Entspannung im Kraftstoffmarkt
Die aktuelle Auswertung des ADAC zeigt eine spürbare Entlastung an den deutschen Tankstellen. Mit einem Tagesdurchschnitt von 1,984 Euro für den Liter Super E10 wurde der günstigste Wert seit dem 8. März erreicht. Noch deutlicher war der Abwärtstrend beim Diesel, der um 3,1 Cent auf 2,025 Euro nachgab – ein Tiefstand seit Anfang März. Marktbeobachter sehen darin eine Kombination aus nachgebenden Rohölnotierungen und einer nun effektiveren Weitergabe der steuerlichen Entlastungen durch die Mineralölkonzerne.

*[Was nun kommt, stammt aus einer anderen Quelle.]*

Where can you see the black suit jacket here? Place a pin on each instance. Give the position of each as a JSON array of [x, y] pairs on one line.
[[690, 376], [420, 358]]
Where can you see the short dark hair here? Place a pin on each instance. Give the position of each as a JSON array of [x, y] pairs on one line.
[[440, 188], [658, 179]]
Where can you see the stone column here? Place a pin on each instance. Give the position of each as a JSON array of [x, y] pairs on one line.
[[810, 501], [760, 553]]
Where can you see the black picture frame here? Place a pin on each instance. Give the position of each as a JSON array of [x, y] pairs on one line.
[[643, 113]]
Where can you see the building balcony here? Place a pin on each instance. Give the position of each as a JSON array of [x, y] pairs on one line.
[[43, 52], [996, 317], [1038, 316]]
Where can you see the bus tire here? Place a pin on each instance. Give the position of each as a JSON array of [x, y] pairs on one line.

Nachdem die Preise unmittelbar nach Einführung des Tankrabatts am 1. Mai zunächst wieder angestiegen waren, sorgt die aktuelle Korrektur für eine vorübergehende Beruhigung in der hitzigen Debatte um die Profitmarge der Raffinerien.
Sinkender Ölpreis hilft
Zum aktuellen Rückgang dürfte vor allem der sinkende Ölpreis beigetragen haben, der seit einem Hoch am Montag deutlich nachgegeben hat. Dennoch war E10 am Donnerstag nur 14,2 Cent billiger als am 30. April, dem letzten Tag vor Einführung der Steuererleichterung, die pro Liter 16,7 Cent ausmacht. Diesel war 19 Cent billiger.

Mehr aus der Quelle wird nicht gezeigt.